Sadece tarih değil vicdansızlık da tekerrür edermiş meğer. açlık grevleri karşısında devletin, hükumetin  çözüm üretmekle görevli yetkililerin, siyasilerin ve bir kısım medyanın tutum ve sözleri bu ülkede insani değerlerin, vicdanın, duygudaşlığın (empati) fena halde aşındığını bir kez daha gözler önüne serdi. gerilim siyasetinden medet umduğunu, barışa, uzlaşmaya, yumuşamaya niyetsiz liğini, bir kez daha ayan beyan gördük. Çocukların, gençlerin, kadınların, erkeklerin, bu ülkenin insanlarının kanı hiç bu dönemde olduğu kadar ucuza gitmemişti. Kadınların hedef olduğu namus(suzluk) cinayetlerinden küçücük çocukların yakınları tarafından hunharca öldürülmelerine; kimisine şehit, kimisine “ölü ele geçti” dense de on binlerce insanımızın şu kirli savaşta aynı ölümle ölmelerine toplum alıştı buda açlık grevleri karşısında takındıkları tavırdan belli.

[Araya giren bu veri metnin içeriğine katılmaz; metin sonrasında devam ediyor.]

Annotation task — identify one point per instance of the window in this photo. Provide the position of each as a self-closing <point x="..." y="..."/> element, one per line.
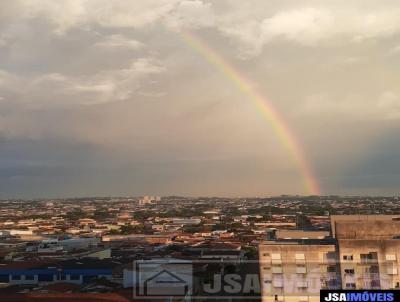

 Biz bu filmi daha önce de gördük

 On iki yıl önceydi, hatırlarsınız. F tipi hapishaneleri protesto eden tutuklular açlık grevlerini ölüm orucuna dönüştürdüler. Yakından, yüreğim yanarak izlediğim, ölümleri engellemek için elimden geleni yapmaya çalıştığım acı bir olaydı. Gencecik kızlar ve erkekler kendilerini ölüme terk ettiler. Benim bildiğim, izlediğim, hatırladığım kadarıyla o dönemde 153 tutuklu yaşamını yitirdi. Ölüm oruçlarını sonlandırmak için, korkunç ve iğrenç bir ironiyle Hayata Dönüş adı altında girişilen operasyonda (devlet katliamında) otuz tutuklu yakılarak, vurularak öldürüldü, iki de asker öldü.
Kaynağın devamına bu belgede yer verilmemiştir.